The occasion of the Prophet’s birthday in Sudan, like many Arab and Islamic countries, is suitable for families and young children, where merchants and families even non-Islamic take part in preparing famous sweets associated with the occasion, which vary from country to country according to its local products, most which are sweets of all kinds and embroidered with color, from Sudan, for example, you find sweets made from sesame beans and peanuts, and from the Levant those that are made by adding chickpeas in sugar molds, while the most famous among children are the models of a bride of (The Moolid), which is made of sugar colored in light red, is an industry provided from Upper Egypt and Turkey, in contrast, there is a model of the camel and various models made in multiple sizes as well to reach all the visiting children to the place of celebration.

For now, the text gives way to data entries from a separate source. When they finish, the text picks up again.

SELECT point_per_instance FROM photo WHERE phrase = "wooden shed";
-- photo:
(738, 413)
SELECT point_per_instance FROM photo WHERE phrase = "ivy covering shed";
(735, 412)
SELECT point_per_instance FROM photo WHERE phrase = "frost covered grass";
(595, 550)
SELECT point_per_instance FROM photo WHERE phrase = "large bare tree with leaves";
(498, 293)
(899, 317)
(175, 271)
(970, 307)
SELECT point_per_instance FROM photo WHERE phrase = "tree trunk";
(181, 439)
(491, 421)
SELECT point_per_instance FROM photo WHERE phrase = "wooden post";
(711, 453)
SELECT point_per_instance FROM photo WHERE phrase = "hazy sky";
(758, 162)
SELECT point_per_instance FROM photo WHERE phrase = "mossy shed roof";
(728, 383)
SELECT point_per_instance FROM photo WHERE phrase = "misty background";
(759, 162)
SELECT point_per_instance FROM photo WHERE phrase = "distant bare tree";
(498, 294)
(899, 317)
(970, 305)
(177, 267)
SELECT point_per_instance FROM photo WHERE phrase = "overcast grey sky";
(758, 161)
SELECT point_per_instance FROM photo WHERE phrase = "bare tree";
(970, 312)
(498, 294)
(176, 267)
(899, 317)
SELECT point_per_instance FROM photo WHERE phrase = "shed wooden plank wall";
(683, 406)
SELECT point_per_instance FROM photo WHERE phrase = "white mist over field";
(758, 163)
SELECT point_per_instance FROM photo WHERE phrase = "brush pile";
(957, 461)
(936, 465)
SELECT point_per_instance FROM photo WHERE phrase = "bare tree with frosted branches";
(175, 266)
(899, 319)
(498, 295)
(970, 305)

Extraneous and modern habits

In recent decades, with the spread of Sunni and Wahhabi Islam against the practices and rituals of the old Sufi orders in Sudan, the followers of these new arrival have joined in with their own tents for them to participate as well in the celebration of the Prophet’s birthday by inviting young people to study and recite the Qur’an in their tents, programs of competitions to memorize the Holy Quran and the fragrant biography of the Prophet, as well as a lecture on celebrating the birth of Al-Mustafa (peace be upon him) to attract visitors from the tents of traditional Sufi orders. Naturally, differences occur between them and clashes in what the followers of those organizations and groups consider being contrary Sufi practices. For the teachings of Islam and other reasons.

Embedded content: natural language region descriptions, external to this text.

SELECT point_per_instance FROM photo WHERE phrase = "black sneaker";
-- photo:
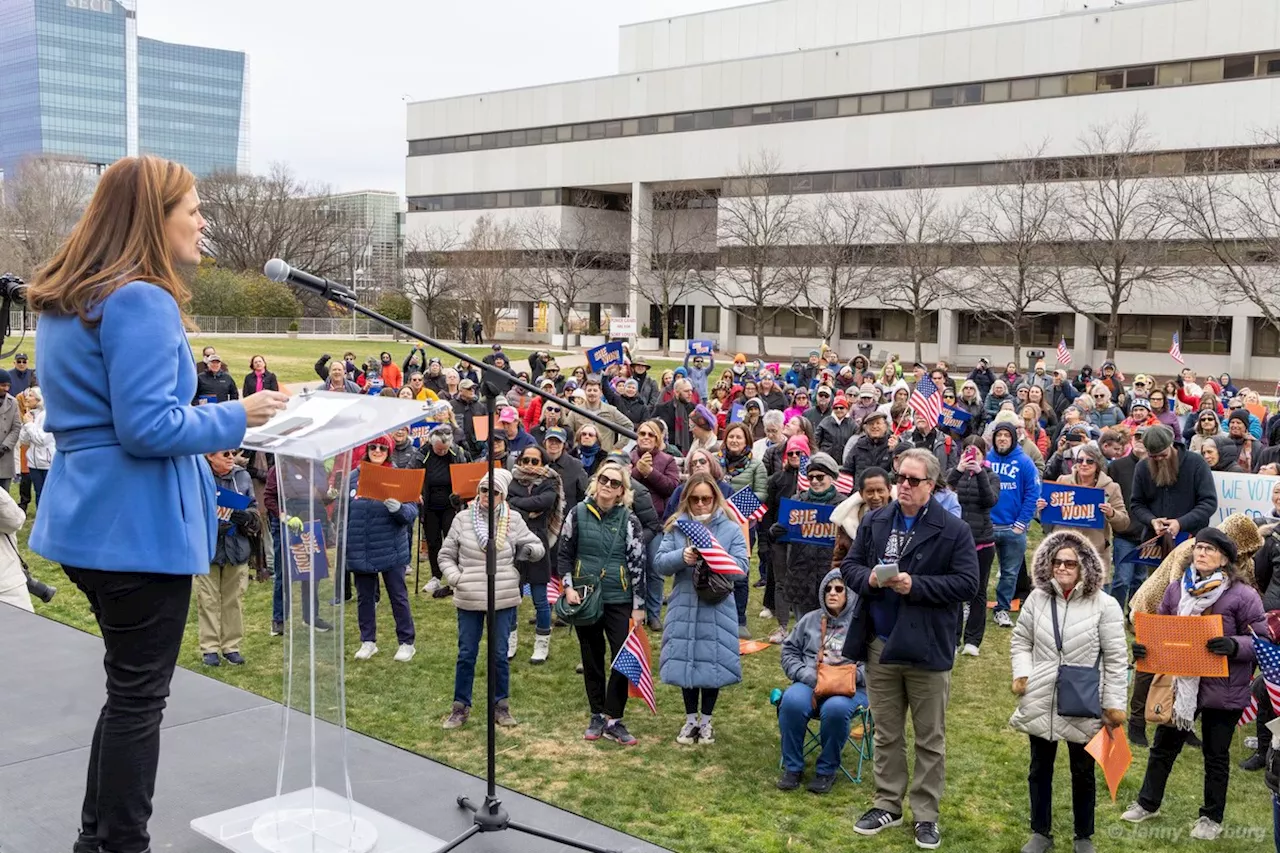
(789, 780)
(595, 728)
(927, 835)
(618, 733)
(822, 784)
(1257, 761)
(876, 820)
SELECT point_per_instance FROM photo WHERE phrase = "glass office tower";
(77, 82)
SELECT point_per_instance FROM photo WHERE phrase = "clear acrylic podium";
(314, 808)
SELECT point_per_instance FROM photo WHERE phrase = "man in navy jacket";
(904, 629)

Sufi methods have also emerged that differ radically in the way of rituals and celebration of the Prophet’s birth including those who introduced singing, modern arts and the participation of women, and others that completely changed the traditions of Sufi clothing to the last of the rituals and new varieties that divided the parties to the celebration between fans of change from historical rituals and denouncers of it.

The elderly in my ancient city of Omdurman joke on social media today that the only thing that hasn’t completely changed is the sweet mould of the bride of the Moolid.